Munz, R., Eigner, F., Maffei, M., Francis, P., & Garg, D. (2018). UniTraX: Protecting Data Privacy with Discoverable Biases. In L. Bauer & R. Küsters (Eds.), Principles of Security and Trust (pp. 278–299). Springer, Lecture Notes in Computer Science. https://doi.org/10.1007/978-3-319-89722-6_12
Springer, Lecture Notes in Computer Science, Schwitzerland
Data; Privacy; UniTraX; Protecting
An ongoing challenge with differentially private database systems is that of maximizing system utility while staying within a certain privacy budget. One approach is to maintain per-user budgets instead of a single global budget, and to silently drop users whose budget is depleted. This, however, can lead to very misleading analyses because the system cannot provide the analyst any information about which users have been dropped.

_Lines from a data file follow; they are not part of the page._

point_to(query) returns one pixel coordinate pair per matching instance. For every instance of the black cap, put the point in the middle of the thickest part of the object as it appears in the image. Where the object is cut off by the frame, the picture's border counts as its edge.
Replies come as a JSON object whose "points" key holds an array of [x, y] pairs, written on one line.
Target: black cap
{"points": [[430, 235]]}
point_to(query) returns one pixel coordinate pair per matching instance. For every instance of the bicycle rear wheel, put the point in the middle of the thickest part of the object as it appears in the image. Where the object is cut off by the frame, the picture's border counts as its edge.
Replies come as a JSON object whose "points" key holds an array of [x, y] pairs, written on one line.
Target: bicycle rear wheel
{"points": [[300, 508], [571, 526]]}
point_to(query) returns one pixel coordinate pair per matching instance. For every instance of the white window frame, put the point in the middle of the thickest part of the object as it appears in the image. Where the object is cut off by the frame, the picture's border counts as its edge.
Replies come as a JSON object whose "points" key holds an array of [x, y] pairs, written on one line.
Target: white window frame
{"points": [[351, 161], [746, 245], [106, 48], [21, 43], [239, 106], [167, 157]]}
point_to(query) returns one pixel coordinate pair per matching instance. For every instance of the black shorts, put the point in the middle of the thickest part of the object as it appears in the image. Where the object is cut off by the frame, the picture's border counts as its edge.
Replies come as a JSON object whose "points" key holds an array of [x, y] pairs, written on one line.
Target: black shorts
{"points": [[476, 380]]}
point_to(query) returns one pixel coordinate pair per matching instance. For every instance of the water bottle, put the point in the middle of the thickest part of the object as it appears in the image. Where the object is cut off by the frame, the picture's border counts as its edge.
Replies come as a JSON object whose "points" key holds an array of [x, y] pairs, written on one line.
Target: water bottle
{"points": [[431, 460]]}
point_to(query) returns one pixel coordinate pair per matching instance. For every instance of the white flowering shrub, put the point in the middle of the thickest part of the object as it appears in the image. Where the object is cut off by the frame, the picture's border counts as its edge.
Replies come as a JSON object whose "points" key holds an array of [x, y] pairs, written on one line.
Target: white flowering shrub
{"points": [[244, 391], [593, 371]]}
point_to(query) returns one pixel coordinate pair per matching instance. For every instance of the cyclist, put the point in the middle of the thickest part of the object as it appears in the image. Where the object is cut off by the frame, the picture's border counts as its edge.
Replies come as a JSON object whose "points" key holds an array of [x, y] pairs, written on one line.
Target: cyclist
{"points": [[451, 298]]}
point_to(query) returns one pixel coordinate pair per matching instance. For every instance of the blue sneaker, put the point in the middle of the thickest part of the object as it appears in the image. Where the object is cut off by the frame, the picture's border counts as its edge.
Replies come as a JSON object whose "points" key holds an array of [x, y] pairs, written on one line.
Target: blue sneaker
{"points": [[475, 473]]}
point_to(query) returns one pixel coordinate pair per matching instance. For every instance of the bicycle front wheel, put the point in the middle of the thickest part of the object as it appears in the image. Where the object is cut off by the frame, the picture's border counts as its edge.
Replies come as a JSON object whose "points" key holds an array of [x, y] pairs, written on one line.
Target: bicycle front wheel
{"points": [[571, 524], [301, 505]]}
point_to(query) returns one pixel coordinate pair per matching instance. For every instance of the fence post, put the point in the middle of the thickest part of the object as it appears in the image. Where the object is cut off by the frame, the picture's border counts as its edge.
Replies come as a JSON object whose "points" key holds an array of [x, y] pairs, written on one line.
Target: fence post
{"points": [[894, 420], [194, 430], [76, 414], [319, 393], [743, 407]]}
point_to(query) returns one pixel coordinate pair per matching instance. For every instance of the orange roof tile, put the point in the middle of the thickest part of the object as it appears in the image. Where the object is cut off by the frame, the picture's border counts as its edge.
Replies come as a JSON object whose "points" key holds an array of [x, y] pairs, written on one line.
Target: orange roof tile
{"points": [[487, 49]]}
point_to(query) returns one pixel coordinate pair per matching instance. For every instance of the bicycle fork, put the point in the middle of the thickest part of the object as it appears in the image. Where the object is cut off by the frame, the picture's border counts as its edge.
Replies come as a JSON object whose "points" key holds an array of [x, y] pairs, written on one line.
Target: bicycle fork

This paper presents UniTraX, the first differentially private system that allows per-user budgets while providing the analyst information about the budget state. The key insight behind UniTraX is that it tracks budget not only for actual records in the system, but at all points in the domain of the database, including points that could exist but do not. UniTraX can safely report the budget state because the analyst does not know if the state refers to actual records or not. We prove that UniTraX is differentially private. UniTraX is compatible with existing differentially private analyses and our implementation on top of PINQ shows only moderate runtime overheads on a realistic workload.